D’un ton hésitant, Mike risque :

- Hm, disons que, depuis qu’on se connaît, tu as quand même…

- Oh, ça va toi, la pièce rapportée !

Assise sur le bord du fauteuil, Rachel se rongeait les ongles.

- Toujours rien de nouveau…, répéta Ross.

- MAIS TU VAS TE TAIRE ?! hurla Rachel. Tu crois vraiment que ça nous aide, tes commentaires ?

Ross se pencha vers elle, un sourire venimeux aux lèvres.

- Oui, mais moi, au moins j’agis, Madame « Je connais si bien ma fille ». Comment tu disais, déjà ? Ah c'est vrai : « combien tu paries qu’on va la retrouver ce soir sous un plaid avec un bol de glace ? »

- Oui, ça va, ça va ! À mon époque, les gens fuguaient cinq minutes, sans laisser un teaser dramatique sur leur Insta ! Et puis c’est de TA faute, tout ça ! Tu es tout le temps sur son dos ! Pas plus tard qu’hier…

Rachel prit alors un ton professoral et imita Ross avec mauvaise foi olympique :

- « Non, Emma ! Pas de chips, Emma ! C’est pas bon pour toi, Emma ! » Tu la rends folle, Ross!

- Mais… mais on avait déjà mangé !!!

Chandler pointa Ross du doigt, hilare :

- « On avait déjà mangé ! », « On avait rompu ! »… toujours la phrase qui tue ! Tu as le goût du risque !

Le regard assassin de Rachel les fit taire instantanément.

Une voix résonna soudain depuis l’entrée :

- Toujours rien de nouveau ?

Rachel poussa un cri, prêt à arracher la tête de la personne qui avait prononcé ces mots, avant de s’étrangler :

- Oh ben mince… Mais que… ?

Monica entra… en treillis militaire, cheveux tirés en un chignon impeccable, traînant un énorme sac à matériel. Chandler pensa fugitivement qu’elle n’avait jamais été aussi sexy, puis se reprit en lâchant, avec son sarcasme habituel :

- Chaton, je sais qu’on s’est disputés, mais de là à envisager une reconversion dans l’armée…

- En même temps, s’il y en a bien une qui est faite pour ça… glissa Phoebe.

- Très drôle. Vous êtes hilarants, répliqua Monica en ouvrant son sac. La situation est grave. J’ai donc élaboré un plan d’action.

Elle dévoila des pochettes, des carnets, des stylos, des talkies-walkies…

- J’ai divisé New York par secteurs. On se répartira par équipes de deux et…

- Qui te dit qu’elle est encore à New York ? demanda Joey.

- D'abord, c’est une ado. Impulsive ? Oui. Organisée ? Certainement pas. Si ça avait été ma fille, je ne dis pas, mais ici…

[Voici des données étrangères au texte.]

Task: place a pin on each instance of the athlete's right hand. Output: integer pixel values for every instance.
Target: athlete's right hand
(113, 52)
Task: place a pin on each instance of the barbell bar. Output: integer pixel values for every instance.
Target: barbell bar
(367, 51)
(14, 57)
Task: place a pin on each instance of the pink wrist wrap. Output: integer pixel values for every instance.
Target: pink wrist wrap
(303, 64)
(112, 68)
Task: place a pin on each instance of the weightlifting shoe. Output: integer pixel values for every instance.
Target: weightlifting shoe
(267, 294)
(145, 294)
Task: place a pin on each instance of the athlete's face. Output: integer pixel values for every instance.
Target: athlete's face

Monica jeta un regard appuyé à Rachel, qui se renfrogna aussitôt.

- Et puis, avec les dix dollars d’argent de poche que lui donne Ross, elle n’ira pas bien loin.

- Dix dollars ?! s’étrangla Joey. Sérieux Ross ! Même moi, je donnerais plus à… comment tu t’appelles déjà ?

- Nath… murmura le jeune homme, persuadé que son père n’était décidément pas la frite la plus croustillante du paquet.

- Ben moi, je te donnerais plus que dix dollars, répondit Joey, tout fier.

Rachel soupira.

- Bon, OK, elle n’a sans doute pas quitté New York. Monica, continue.

- On voit un stand de hot-dog derrière elle, sur la photo qu’elle a postée. Il y en a vingt-deux en tout dans Manhattan. Elle est forcément dans le secteur. On va se répartir et…

Joey bondit sur ses pieds.

- Je suis votre homme ! Je les connais tous !

D’une voix agacée, Monica répliqua :

- Non, Joey, toi, tu vas te charger des stations de métro…

- Quoi ? Pourquoi ?

- Parce que, sinon, tu vas t’arrêter à chaque stand pour goûter…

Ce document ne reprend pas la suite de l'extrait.